For the past couple of decades, only the neoconservatives and their close allies, the liberal interventionists, have been allowed into the ring to raise their gloves in celebration of an uncontested victory over policy. On the very rare occasion when a "realist" or a critic of "regime change" wars somehow manages to sneak into the ring, they find both arms tied behind them and receive the predictable pounding.
While this predicament has existed since the turn of this past century, it has grown more pronounced since the U.S.-Russia relationship slid into open confrontation in 2014 after the U.S.-backed coup in Ukraine overthrowing elected President Viktor Yanukovych and sparking a civil war that led Crimea to secede and join Russia and Ukraine's eastern Donbass region to rise up in rebellion.
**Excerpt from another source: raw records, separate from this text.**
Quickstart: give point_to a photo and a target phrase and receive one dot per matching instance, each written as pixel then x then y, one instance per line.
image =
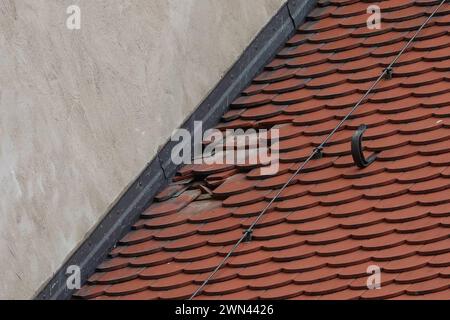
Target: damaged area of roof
pixel 334 221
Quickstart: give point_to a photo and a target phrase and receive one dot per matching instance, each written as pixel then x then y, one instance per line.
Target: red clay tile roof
pixel 336 219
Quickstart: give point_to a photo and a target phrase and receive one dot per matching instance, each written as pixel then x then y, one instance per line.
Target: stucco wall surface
pixel 83 111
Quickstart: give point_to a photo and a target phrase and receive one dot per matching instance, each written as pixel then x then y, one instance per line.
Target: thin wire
pixel 314 153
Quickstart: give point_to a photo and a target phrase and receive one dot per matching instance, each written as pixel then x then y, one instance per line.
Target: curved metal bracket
pixel 357 149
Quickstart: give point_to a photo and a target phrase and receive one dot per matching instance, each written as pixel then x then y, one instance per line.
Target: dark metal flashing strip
pixel 158 172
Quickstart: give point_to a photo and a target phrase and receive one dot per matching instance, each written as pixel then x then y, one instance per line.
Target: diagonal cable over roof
pixel 318 150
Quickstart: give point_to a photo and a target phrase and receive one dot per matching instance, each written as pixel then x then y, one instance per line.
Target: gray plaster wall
pixel 83 111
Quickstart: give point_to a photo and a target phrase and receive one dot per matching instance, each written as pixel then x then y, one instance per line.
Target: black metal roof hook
pixel 357 149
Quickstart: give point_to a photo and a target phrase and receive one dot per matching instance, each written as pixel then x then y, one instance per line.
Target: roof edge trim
pixel 126 210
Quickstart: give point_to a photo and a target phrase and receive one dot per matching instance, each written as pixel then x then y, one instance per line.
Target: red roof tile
pixel 334 220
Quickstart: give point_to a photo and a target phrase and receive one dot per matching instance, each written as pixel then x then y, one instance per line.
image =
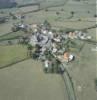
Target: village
pixel 48 50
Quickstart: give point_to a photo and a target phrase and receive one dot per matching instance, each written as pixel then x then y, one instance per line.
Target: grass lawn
pixel 9 54
pixel 12 35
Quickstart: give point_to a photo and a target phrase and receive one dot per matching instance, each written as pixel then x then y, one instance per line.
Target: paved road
pixel 26 81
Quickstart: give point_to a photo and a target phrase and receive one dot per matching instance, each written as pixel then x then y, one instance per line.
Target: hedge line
pixel 9 65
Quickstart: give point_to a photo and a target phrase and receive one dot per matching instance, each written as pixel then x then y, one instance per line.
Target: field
pixel 11 54
pixel 26 80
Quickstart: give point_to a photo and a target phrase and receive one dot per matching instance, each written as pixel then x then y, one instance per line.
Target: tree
pixel 72 13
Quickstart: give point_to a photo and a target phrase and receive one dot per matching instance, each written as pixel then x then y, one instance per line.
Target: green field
pixel 10 54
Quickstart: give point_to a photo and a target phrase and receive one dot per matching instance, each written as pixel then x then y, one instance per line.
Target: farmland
pixel 26 80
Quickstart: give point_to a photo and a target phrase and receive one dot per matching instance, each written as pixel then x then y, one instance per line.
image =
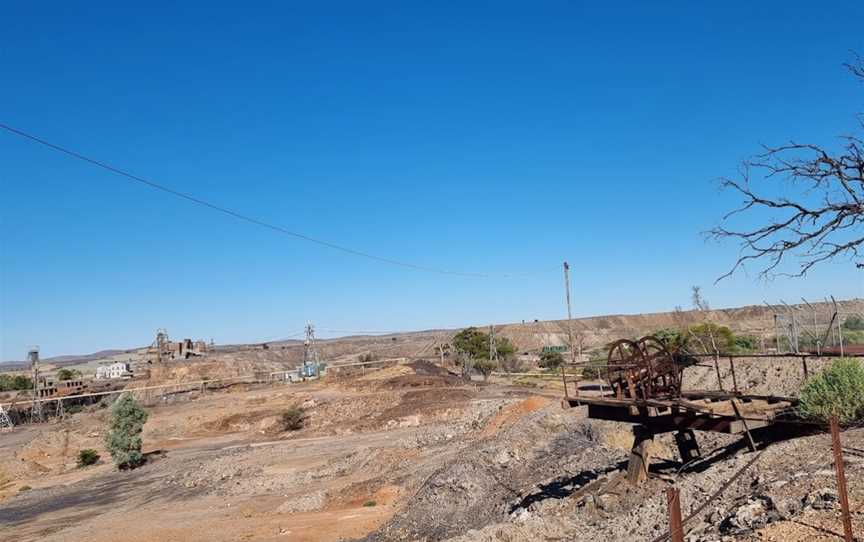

But the only narrative that the vast majority of Americans have heard - and that the opinion centers of Washington and New York have allowed - is the one that blames everything on "Russian aggression." Those who try to express dissenting opinions - noting, for instance,
the intervention in Ukrainian affairs by Assistant Secretary of State Victoria Nuland as well as the U.S.-funded undermining on Yanukovych's government - have been essentially banned from both the U.S. mass media and professional journals.
When a handful of independent news sites (including Consortiumnews.com) tried to report on the other side of the story, they were denounced as "Russian propagandists" and
ended up on "blacklists" promoted by
The Washington Post and other mainstream news outlets.